また、点検をしていないことが判明した事業者には、30万以下の罰金もしくは拘留が課せられることもあります(消防法第44条11号※2)。
※1参照元:(PDF)東日本大震災における自家発電設備のメンテナンス不良による不始動・停止台数(https://www.fdma.go.jp/mission/prevention/suisin/items/h30_betten05.pdf)

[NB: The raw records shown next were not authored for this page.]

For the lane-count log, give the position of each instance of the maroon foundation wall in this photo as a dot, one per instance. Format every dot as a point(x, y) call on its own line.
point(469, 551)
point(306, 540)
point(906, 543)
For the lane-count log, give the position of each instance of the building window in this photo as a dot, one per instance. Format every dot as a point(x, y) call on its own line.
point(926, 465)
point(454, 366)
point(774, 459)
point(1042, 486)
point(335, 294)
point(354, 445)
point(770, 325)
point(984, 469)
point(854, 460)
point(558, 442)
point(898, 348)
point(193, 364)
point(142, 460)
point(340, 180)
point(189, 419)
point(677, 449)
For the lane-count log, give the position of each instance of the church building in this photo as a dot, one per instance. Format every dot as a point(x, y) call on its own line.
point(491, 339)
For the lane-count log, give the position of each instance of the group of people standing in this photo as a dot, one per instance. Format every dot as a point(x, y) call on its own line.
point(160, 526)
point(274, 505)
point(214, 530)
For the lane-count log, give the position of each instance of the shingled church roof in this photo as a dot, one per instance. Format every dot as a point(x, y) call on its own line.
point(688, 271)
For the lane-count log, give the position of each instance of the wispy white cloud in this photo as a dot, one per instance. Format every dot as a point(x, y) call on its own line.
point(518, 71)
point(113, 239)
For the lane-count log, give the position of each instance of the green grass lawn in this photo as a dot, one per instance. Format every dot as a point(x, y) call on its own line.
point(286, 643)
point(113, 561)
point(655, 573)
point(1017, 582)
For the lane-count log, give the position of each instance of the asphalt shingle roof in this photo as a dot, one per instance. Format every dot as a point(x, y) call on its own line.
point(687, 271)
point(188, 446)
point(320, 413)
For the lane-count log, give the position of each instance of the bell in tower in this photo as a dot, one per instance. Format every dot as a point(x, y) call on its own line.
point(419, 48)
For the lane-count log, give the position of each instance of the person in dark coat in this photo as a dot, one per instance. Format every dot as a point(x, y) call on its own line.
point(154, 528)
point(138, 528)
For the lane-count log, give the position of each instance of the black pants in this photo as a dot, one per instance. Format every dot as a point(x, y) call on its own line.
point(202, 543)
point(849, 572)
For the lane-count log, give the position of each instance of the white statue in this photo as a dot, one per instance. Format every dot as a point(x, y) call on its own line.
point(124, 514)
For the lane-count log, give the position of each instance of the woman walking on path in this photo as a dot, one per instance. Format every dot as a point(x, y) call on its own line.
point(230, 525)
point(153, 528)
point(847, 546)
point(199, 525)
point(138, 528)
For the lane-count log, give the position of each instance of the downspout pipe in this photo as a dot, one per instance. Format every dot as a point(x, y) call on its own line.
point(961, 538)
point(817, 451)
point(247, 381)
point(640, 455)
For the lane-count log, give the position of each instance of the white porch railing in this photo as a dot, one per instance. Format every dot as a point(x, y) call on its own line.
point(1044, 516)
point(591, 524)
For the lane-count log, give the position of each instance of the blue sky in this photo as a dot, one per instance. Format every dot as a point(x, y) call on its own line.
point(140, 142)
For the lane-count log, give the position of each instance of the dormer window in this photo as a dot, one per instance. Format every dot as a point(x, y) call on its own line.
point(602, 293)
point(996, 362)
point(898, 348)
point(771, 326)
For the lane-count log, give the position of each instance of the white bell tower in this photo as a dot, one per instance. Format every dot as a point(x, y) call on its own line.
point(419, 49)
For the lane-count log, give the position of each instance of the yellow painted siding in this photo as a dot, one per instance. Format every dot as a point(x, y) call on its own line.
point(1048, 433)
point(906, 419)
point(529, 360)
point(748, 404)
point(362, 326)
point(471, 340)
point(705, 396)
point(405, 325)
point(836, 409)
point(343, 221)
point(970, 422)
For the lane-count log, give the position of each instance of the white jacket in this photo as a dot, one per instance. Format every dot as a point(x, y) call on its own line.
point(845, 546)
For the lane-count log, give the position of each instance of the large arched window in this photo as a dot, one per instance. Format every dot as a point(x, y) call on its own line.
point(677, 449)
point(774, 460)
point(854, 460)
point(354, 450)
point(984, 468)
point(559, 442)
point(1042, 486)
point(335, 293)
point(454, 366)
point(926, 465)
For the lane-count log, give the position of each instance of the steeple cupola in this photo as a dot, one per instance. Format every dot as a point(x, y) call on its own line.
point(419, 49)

※2参照元:(PDF)日本消防設備安全センター「消防法の命令違反概要・罰則規定一覧」(https://www.fesc.or.jp/ihanzesei/data/pdf/batsukitei.pdf)
※2021年4月調査時点
非常用電源が作動しない原因にはいくつか理由が考えられますが、よく見られるのはバッテリーの電圧不足や、充電器の故障です。また起動直後に異常停止してしまう場合は潤滑油の油圧低下や冷却水温の上昇が考えられます。オイルや冷却水を長期間交換しないことも正常に運転しない原因になるのです。
さらに、燃料やカーボンが排気管やマフラーに溜まることで、作動時に発火してしまう可能性もなくはありません。作動しないだけでなく二次災害の原因になってしまってはまったく意味がないため、定期点検は必ず行うようにしましょう。
メンテナンスを怠ると万が一の際に使えないだけでなく、違法扱いとなり罰金や拘留の可能性もあります。しかし、やり方がわからなかったり、点検装置の導入にコストがかかったりすることから、メンテナンスに踏み切れない事業者もいることでしょう。
非常用電源のメンテナンスを専門に行っている会社も存在するため、自社で対応できない場合に相談するのも有効です。これから非常用電源の導入を検討している事業者は、どこに点検を依頼するかもあわせて検討しておくことをおすすめします。